On Mon, Jun 6, 2011 at 6:46 AM, Svetlomir Dimitrov Kasabov <
[email protected]> wrote:

> Thanks for the useful replies, I really appreciate that!
>
> @Ted and Hector: My initial parameters (predictors) are blood pressures,
> heart rates, etc: they come every minute from a patient's monitor.
> In my implementation, I plan refering to this Paper :
> http://www.multi-science.co.uk/acce-free.pdf on page 7 (Table 1) you can
> see the parameters used.  On page 17, figure 4 you can see vizualization of
> the prediction using time series:
>
> I think I still plan using the logistic regression implementation (since I
> am already worked into it), but I am confuzed how to implement time series
> with Mahout. Should I create periodically (for example every 15 minutes) a
> new logistic regression model, in order to predict the probability of
> instability? Then the amount of training data depends on the 'time window
> for the past' that I will be using.  For example, for data only two hours
> from the past, I will have only circa 60 * 2 = 120 examples for creating a
> temporal model (I assume that I will need one compound data vector pro
> minute, including blood pressures, heart rates, etc...)
>
> Or should I implement the time series so, that I train the model only once
> with old data of many patients and the training algorithm will be so, that
> it checks what is the patient's hemodynamic stability in two hours (since
> this information is also known during the training)? In this case, I will
> potentually have many more examples (one million or more...)
>
>
> Many thanks, best regards and sorry for the long post.
>
> Svetlomir.
>
>
>
>
> Zitat von Ted Dunning <[email protected]>:
>
>  What Hector said.
>>
>> You will need to extract features from your time history.
>>
>> The question also comes up about how large is  your data set.  If it is
>> less
>> than 100,000 training examples or so, then you will probably be better off
>> using a system like R which handles that much data easily and has
>> essentially every kind of classifier available for you to try.
>>
>> If you have 1 million training examples or more, then Mahout begins to
>> dominate alternatives.  Even there, Mahout is currently optimized for
>> sparse
>> data which is not what you have.  My guess is that using the
>> OnlineLogisticRegression or some of Hector's recent patches is the way to
>> go.

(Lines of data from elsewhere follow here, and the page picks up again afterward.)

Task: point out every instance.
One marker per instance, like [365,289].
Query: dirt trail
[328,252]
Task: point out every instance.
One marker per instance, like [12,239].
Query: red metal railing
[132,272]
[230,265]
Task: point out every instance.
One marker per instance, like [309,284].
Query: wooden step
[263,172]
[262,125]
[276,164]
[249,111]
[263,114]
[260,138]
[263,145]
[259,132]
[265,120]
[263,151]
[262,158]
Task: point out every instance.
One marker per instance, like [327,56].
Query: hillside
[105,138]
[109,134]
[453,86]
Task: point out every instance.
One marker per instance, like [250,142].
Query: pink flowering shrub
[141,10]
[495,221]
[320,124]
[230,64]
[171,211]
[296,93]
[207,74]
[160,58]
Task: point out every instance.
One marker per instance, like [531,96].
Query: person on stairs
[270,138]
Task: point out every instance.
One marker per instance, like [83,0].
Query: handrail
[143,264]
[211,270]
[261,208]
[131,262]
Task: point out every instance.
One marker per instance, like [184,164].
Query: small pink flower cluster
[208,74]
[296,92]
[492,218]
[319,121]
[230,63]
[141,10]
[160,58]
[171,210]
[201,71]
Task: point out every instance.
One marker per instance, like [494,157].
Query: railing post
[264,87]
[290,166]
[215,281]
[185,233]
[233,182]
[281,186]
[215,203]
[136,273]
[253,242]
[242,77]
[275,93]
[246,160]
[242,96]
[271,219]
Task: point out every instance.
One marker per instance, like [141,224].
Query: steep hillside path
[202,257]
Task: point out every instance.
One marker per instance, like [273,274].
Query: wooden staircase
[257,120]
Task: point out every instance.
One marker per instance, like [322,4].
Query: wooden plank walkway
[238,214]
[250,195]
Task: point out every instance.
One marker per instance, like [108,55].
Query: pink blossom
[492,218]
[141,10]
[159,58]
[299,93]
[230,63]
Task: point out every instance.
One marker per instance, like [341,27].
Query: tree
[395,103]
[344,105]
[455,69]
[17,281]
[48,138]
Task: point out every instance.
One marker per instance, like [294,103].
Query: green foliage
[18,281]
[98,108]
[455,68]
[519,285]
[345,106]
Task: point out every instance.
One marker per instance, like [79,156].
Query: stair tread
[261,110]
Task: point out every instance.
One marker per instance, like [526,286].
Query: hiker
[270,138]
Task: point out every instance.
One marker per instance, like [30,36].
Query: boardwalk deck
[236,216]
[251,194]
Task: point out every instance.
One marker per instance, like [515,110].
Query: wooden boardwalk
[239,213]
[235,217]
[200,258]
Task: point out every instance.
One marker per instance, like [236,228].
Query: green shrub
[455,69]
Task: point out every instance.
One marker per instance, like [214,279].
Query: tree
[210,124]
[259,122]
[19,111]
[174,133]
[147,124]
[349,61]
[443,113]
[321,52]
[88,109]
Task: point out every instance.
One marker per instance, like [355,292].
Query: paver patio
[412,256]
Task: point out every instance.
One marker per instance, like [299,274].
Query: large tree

The AdaptiveLogisticRegression is heavily oriented around per term
>> annealing and magic knob tuning in the context of sparse data.
>>
>> Can you post your data?
>>
>> On Sun, Jun 5, 2011 at 10:04 AM, Hector Yee <[email protected]> wrote:
>>
>>  You can also try HMMs:
>>>
>>>
>>>
>>> https://builds.apache.org/job/Mahout-Quality/javadoc/org/apache/mahout/classifier/sequencelearning/hmm/package-tree.html
>>>
>>> If you want to do it with a classifier you can window your time series
>>> and
>>> make a training set
>>>
>>> e.g.
>>>
>>> label, feature
>>> stable, (last X seconds of time series)
>>> unstable, (last X seconds of time series)
>>>
>>> On Sun, Jun 5, 2011 at 8:08 AM, Svetlomir Dimitrov Kasabov <
>>> [email protected]> wrote:
>>>
>>> > Hello,
>>> >
>>> > I plan using Apache Mahout's Logistic Regression (LR) implementation in
>>> my
>>> > Master-Thesis. We plan using time series in order to predict, whether a
>>> > particular patient will have an instable blood flow soon or not.
>>> Thats's
>>> why
>>> > I want to ask you if it is possible to use Mahout in connection with
>>> time
>>> > series ? Do you see any potential problems / risks ?
>>> >
>>> > Many thanks and best regards!
>>> >
>>> > Svetlomir Kasabov.
>>> >
>>> >
>>> >
>>> > --
>>> > Svetlomir Dimitrov Kasabov
>>> >
>>> > ----------------------------------------------------------------
>>> > This message was sent using IMP, the Internet Messaging Program.
>>> >
>>> >
>>>
>>>
>>> --
>>> Yee Yang Li Hector
>>> http://hectorgon.blogspot.com/ (tech + travel)
>>> http://hectorgon.com (book reviews)
>>>
>>>
>>
>
>
> --
> Svetlomir Dimitrov Kasabov
>
> ----------------------------------------------------------------
> This message was sent using IMP, the Internet Messaging Program.